Quadratic-weighted kappa (QWK) does the same for 1-5 scores, and weights disagreements by their squared distance: calling a 1 a 5 costs far more than calling a 4 a 5. It is the standard statistic for ordinal human ratings.
Spearman correlation asks whether the judge ranks answers in the same order as humans, even if its absolute scores run harsh or lenient, and ranking is what matters when a judge compares two model versions.
MAE (mean absolute error) is the average distance from the human score in rubric points. It is the most readable number of the four, but it is blind to chance agreement, so it gates nothing on its own.

Some of the design decisions are easiest to see in the code: I implemented these statistics from scratch in about 150 lines of plain Python, tested against hand-computed values, instead of importing scipy, because the agreement math is the product here and it should be auditable. Another was that when a statistic is undefined because of zero variance or otherwise degenerate data, it returns NaN, and NaN fails the gate, since "we cannot demonstrate calibration" must never be allowed to read as a pass.
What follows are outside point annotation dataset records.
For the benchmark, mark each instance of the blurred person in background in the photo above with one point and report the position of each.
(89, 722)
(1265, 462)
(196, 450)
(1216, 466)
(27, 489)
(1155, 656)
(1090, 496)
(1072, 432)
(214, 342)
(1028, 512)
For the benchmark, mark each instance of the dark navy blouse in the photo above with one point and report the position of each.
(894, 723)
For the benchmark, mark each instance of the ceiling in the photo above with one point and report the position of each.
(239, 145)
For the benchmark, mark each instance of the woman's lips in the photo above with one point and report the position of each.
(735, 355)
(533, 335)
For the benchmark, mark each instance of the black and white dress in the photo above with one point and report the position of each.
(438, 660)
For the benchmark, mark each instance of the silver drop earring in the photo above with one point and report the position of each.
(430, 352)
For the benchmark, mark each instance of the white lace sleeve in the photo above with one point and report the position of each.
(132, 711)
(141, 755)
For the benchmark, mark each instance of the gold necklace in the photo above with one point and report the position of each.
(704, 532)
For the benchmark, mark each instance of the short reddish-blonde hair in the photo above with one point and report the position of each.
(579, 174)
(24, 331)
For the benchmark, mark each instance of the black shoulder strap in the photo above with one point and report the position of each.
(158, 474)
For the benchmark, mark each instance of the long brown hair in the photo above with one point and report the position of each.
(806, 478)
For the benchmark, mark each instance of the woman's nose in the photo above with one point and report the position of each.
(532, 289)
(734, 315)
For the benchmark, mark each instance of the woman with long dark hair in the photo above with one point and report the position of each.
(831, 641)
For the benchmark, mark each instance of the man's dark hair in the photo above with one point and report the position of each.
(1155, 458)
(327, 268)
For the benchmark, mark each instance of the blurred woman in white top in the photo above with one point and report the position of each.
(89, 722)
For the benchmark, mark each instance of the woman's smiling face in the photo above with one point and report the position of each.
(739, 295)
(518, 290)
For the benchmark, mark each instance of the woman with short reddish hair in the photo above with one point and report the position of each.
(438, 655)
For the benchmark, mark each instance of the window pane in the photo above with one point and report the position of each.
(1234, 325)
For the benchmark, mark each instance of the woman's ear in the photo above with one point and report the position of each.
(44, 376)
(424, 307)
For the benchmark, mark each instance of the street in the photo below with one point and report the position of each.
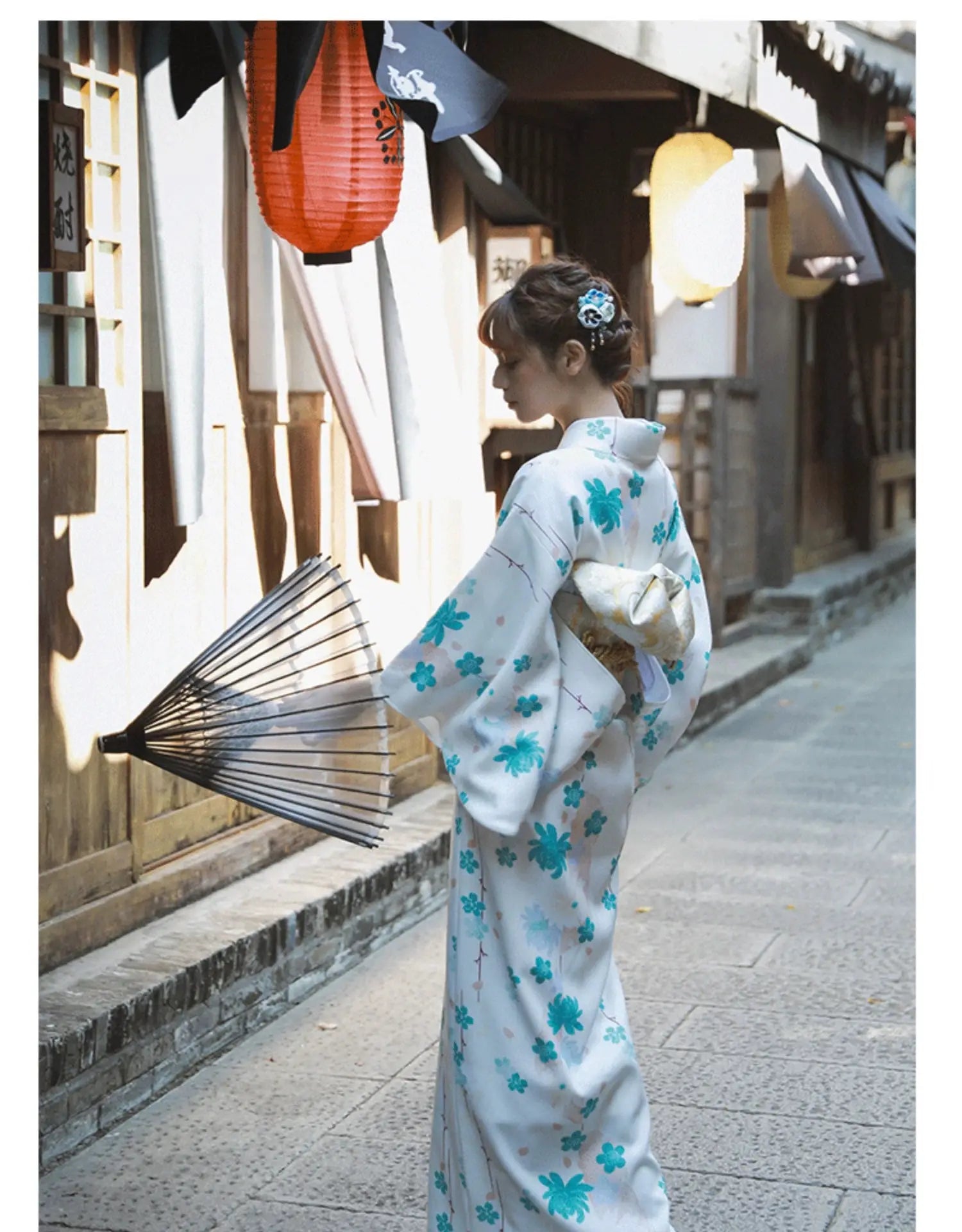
(766, 946)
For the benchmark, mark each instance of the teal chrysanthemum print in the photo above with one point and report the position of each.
(523, 755)
(611, 1157)
(604, 506)
(446, 617)
(573, 794)
(544, 1050)
(424, 677)
(570, 1201)
(550, 849)
(469, 664)
(541, 971)
(564, 1014)
(594, 823)
(674, 672)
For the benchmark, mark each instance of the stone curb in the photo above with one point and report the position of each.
(110, 1044)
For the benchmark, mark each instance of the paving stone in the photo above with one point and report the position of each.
(707, 1202)
(704, 944)
(259, 1217)
(873, 1213)
(886, 959)
(804, 1036)
(786, 1149)
(784, 1087)
(342, 1172)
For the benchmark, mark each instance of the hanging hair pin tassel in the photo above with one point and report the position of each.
(595, 308)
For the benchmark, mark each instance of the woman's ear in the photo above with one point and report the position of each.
(572, 356)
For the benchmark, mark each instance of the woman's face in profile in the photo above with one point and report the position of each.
(528, 384)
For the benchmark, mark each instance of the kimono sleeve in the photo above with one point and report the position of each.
(661, 727)
(496, 680)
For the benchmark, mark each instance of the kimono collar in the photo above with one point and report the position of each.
(636, 440)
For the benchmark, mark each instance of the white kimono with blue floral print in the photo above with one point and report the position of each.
(541, 1118)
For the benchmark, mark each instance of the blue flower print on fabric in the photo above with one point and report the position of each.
(523, 755)
(604, 506)
(424, 677)
(573, 794)
(570, 1201)
(544, 1050)
(550, 849)
(674, 672)
(541, 971)
(527, 706)
(611, 1157)
(594, 823)
(469, 664)
(563, 1016)
(448, 616)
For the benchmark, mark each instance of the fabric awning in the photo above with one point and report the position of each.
(831, 238)
(496, 193)
(893, 231)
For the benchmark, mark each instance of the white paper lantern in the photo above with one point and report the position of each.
(780, 249)
(698, 216)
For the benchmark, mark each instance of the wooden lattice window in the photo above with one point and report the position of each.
(81, 313)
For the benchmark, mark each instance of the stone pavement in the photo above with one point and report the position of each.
(766, 948)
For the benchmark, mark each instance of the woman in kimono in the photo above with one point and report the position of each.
(535, 679)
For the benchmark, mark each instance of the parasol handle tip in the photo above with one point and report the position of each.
(114, 743)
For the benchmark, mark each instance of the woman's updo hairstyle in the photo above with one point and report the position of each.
(543, 309)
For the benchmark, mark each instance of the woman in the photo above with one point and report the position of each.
(541, 1118)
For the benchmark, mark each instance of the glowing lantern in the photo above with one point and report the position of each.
(698, 216)
(337, 185)
(780, 249)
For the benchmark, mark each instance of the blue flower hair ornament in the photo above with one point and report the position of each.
(595, 308)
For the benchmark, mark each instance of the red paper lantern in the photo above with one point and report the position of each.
(337, 185)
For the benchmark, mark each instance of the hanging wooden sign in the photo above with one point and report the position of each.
(62, 231)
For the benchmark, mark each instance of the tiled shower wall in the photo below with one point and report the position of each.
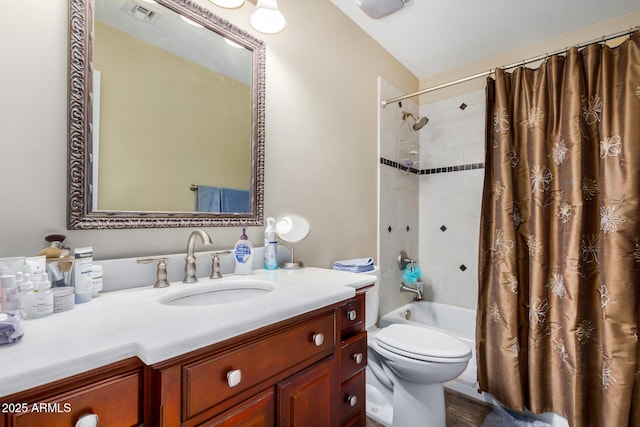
(432, 210)
(450, 194)
(398, 210)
Step 5: gate the build, in the right order

The harness runs two gates in CI, and the order is the point.

The calibration gate runs first: if judge-human agreement drops below threshold, the build fails, because a judge that has drifted from human judgment must not be trusted to evaluate anything. The regression gate runs second: it re-scores a candidate set of answers and fails if aggregate quality drops beyond tolerance against a frozen baseline. A regression verdict from an uncalibrated judge would be noise, which is why tier two never runs without tier one.
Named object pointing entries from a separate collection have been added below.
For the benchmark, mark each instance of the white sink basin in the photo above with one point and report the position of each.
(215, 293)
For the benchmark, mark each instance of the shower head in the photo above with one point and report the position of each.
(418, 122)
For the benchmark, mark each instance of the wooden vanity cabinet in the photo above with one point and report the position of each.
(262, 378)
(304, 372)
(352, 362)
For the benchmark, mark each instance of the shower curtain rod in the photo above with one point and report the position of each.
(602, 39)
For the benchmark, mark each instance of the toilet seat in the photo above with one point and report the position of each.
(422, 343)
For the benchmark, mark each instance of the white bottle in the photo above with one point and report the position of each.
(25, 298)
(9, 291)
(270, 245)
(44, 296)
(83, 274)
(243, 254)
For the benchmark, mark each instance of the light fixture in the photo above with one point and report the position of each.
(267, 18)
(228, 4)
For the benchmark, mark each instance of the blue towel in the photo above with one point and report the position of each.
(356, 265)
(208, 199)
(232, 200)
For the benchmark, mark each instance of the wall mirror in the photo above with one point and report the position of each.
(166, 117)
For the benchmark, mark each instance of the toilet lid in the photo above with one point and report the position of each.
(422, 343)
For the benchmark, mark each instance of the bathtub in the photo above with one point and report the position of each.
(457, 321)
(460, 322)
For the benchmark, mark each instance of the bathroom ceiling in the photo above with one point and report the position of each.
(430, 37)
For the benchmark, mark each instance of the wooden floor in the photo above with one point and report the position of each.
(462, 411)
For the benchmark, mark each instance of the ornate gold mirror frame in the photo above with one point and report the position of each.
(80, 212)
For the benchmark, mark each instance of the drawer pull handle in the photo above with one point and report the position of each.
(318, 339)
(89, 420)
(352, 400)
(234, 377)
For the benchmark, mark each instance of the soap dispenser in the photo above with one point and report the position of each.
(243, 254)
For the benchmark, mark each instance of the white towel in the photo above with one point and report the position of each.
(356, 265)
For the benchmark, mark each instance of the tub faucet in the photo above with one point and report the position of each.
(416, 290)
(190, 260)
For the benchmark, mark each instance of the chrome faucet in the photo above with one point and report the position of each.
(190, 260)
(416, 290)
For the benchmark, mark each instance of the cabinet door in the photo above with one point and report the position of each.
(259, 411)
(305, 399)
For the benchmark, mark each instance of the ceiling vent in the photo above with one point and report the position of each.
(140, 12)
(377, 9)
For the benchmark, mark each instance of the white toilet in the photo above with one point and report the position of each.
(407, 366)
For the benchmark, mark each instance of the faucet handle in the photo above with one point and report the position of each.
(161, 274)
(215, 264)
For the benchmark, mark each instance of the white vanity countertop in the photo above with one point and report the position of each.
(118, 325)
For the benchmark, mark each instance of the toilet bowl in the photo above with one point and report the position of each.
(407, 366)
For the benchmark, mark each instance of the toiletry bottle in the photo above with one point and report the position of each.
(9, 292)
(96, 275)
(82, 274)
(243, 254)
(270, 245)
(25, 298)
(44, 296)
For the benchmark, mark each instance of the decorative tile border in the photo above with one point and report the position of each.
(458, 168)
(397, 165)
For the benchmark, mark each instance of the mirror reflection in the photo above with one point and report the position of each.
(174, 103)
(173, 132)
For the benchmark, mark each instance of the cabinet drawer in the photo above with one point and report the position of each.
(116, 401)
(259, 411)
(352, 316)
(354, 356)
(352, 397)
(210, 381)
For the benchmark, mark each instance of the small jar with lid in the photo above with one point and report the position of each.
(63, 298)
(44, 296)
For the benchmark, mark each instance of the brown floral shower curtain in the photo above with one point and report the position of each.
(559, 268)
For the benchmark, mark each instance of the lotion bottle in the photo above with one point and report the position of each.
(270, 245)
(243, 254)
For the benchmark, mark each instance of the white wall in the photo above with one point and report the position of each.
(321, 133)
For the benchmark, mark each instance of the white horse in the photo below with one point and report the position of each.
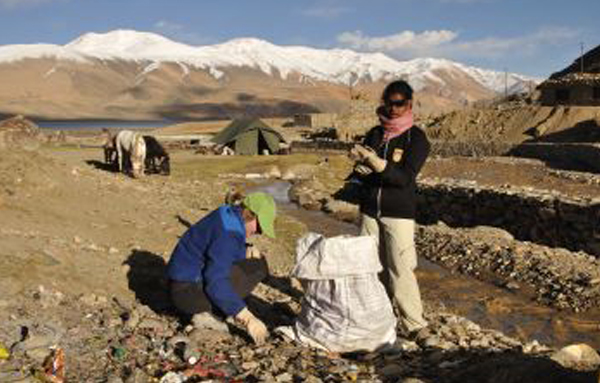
(131, 150)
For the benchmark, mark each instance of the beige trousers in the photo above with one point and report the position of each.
(399, 260)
The gate thresholds were a design decision of their own: they were initialized just below the lexical baseline's measured agreement, so the floor means something and any judge that cannot beat word counting fails. When a stronger judge lands, the thresholds ratchet up to sit just below its numbers, so future regressions in judge quality get caught.

What the numbers said

The lexical baseline reached kappa 0.400 on ship/no-ship agreement and a revealing gradient across dimensions: QWK 0.725 on coherence, 0.505 on relevance, and only 0.256 on groundedness. That gradient is the finding. Coherence is nearly solvable with surface features, relevance partially, and groundedness not at all, which is the quantified argument for using an LLM judge there, and only there, once it beats the floor. The harness's failure-analysis report surfaces the worst judge-human disagreements ranked by size, and they were exactly the planted traps: negation flips scored 5 by the baseline and 1 by humans, correct refusals scored 1 by the baseline and 5 by humans.

Limitations

Thirty examples labeled by one person, me, are enough to demonstrate the machinery but not to stand as a production benchmark. The real version needs several independent annotators with inter-annotator agreement reported, examples sampled from real traffic, and a held-out split so the judge prompt is never tuned on the examples that certify it. Those caveats are written into the repo rather than discovered later, which I think is the more useful habit.